While walking on the track I felt somebody's constant and still gaze on me though I didn't see anyone but I sensed it. Thanks to sixth sense gifted to women. Obvious uneasiness and fear of real people dominated my thought process. I confirmed of wearing no precious jewellery and continued. Anticipation was the next step...should I go back home or continue with my routine one hour walk...what if somebody tries robbing me of my expensive phone? Series of apprehensions cropped up in my mind but I kept erasing them and continued with my walk. I started looking around thinking it could be just my hallucination as I fear real people but my heart came in my hand as there  was no one in the park except me, some stray dogs , trees, benches and a guy sitting on one of side benches in the park.
"I must go back home" , I heard my own voice commanding me, as it was already 7: 50 p.m and that too February month.Teaching my kids that greatest fear is to fear itself and finding myself in the same situation made me strengthen all by myself to continue my walk without fearing that chap who was constantly fixing his eyes on me.I decided to give the angry looks back to him so that he must know I was fearless. I felt my effort was in vain, as he seemed to be unaffected.

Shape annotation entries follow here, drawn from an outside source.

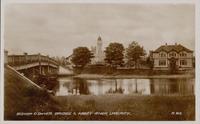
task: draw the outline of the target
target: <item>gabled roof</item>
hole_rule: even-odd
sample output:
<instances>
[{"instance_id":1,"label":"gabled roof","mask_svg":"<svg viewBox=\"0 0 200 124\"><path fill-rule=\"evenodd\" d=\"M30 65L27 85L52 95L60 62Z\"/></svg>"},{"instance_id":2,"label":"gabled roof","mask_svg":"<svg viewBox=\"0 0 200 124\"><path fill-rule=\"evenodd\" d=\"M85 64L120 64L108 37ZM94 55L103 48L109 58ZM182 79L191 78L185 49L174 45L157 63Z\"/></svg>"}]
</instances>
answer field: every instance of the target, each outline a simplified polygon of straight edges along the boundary
<instances>
[{"instance_id":1,"label":"gabled roof","mask_svg":"<svg viewBox=\"0 0 200 124\"><path fill-rule=\"evenodd\" d=\"M171 52L171 51L176 51L176 52L181 52L181 51L186 51L186 52L193 52L192 50L189 50L188 48L184 47L183 45L162 45L158 49L156 49L154 52Z\"/></svg>"}]
</instances>

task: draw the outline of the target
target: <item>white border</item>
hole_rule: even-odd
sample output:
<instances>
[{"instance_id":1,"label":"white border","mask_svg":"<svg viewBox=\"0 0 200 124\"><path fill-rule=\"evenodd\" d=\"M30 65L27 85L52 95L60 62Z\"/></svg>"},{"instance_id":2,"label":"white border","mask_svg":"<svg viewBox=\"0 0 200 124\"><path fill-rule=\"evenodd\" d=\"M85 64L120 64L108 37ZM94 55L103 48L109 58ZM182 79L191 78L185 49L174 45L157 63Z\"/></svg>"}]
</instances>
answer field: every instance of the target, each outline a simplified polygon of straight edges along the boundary
<instances>
[{"instance_id":1,"label":"white border","mask_svg":"<svg viewBox=\"0 0 200 124\"><path fill-rule=\"evenodd\" d=\"M196 57L196 82L195 82L195 95L196 95L196 121L3 121L4 114L4 6L6 4L12 3L116 3L116 4L124 4L124 3L134 3L134 4L144 4L144 3L153 3L153 4L195 4L195 57ZM148 124L160 124L160 123L172 123L172 124L200 124L200 64L198 63L200 60L200 1L199 0L2 0L1 1L1 89L0 89L0 124L27 124L27 123L148 123ZM148 111L148 110L147 110Z\"/></svg>"}]
</instances>

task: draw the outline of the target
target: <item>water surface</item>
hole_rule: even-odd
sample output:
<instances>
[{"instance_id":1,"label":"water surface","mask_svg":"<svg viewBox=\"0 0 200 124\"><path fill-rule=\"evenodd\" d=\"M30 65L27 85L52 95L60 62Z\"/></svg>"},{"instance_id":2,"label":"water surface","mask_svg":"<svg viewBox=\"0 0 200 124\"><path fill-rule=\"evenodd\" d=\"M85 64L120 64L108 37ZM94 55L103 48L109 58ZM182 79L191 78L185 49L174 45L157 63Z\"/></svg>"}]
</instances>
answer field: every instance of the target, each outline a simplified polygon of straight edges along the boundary
<instances>
[{"instance_id":1,"label":"water surface","mask_svg":"<svg viewBox=\"0 0 200 124\"><path fill-rule=\"evenodd\" d=\"M75 79L58 78L56 96L67 95L194 95L194 79Z\"/></svg>"}]
</instances>

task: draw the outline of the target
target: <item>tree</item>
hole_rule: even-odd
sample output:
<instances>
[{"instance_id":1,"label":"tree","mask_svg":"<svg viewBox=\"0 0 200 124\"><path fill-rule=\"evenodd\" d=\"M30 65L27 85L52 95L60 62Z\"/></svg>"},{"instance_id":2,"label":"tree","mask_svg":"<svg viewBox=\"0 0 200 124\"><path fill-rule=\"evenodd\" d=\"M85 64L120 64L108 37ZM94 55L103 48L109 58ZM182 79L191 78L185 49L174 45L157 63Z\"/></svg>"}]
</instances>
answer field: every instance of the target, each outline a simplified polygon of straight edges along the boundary
<instances>
[{"instance_id":1,"label":"tree","mask_svg":"<svg viewBox=\"0 0 200 124\"><path fill-rule=\"evenodd\" d=\"M122 66L124 61L124 46L120 43L110 43L106 47L105 62L113 67Z\"/></svg>"},{"instance_id":2,"label":"tree","mask_svg":"<svg viewBox=\"0 0 200 124\"><path fill-rule=\"evenodd\" d=\"M73 50L71 61L77 67L84 67L91 62L93 57L93 54L87 47L78 47Z\"/></svg>"},{"instance_id":3,"label":"tree","mask_svg":"<svg viewBox=\"0 0 200 124\"><path fill-rule=\"evenodd\" d=\"M131 63L131 66L135 65L137 68L138 60L140 60L141 56L144 56L145 54L144 48L141 47L137 42L133 41L126 49L126 58L128 59L127 63Z\"/></svg>"}]
</instances>

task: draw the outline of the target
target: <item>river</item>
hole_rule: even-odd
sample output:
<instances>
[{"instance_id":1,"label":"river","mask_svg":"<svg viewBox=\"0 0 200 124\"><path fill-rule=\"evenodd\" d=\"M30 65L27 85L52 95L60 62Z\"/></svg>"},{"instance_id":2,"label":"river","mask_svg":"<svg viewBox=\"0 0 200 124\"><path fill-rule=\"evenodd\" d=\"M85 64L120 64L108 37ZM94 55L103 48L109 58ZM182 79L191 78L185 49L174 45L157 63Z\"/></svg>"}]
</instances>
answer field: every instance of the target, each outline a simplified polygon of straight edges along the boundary
<instances>
[{"instance_id":1,"label":"river","mask_svg":"<svg viewBox=\"0 0 200 124\"><path fill-rule=\"evenodd\" d=\"M67 95L194 95L195 79L78 79L58 78L56 96Z\"/></svg>"}]
</instances>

To my surprise I found him moving a bit to other side of the seat. I kept walking with sunken heart as  I wanted to combat my fear of real people.He moved his arm as if was searching for something under the seat my heart beat rose and head started throbbing of self invited danger," but after all it is residential area and he can't do anything" , I contemplated.  From nowhere power of facing the situation with courage increased my determination to continue with my walk. He stood and started walking towards me with long steps my immediate reflex was that I picked a stone and kept walking and he started running towards my direction.I started walking faster towards the gate of the park so that if any odd he would try I would yell and call people around. I found that he was running and coming closer, hardly at one hand distance he was when I raised my hand to hit him with the stone in my hand but he crossed me and hugged a girl who was standing just at my right hand side near thick bushes, partially hiding herself. My hand raised up in throwing stone pose,  immediately took an exercise position to get over the embarrassment. 
I heard him saying to the girl, "See, I found you even in dark now say yes to my proposal." By this time I was out of the gates of the park but heard their giggles . Fear smiled inside me and said, "Wow! What a cute proposal."
Fear made me experience 10 minutes of terror washed away in one minute of beautiful feelings of these couple.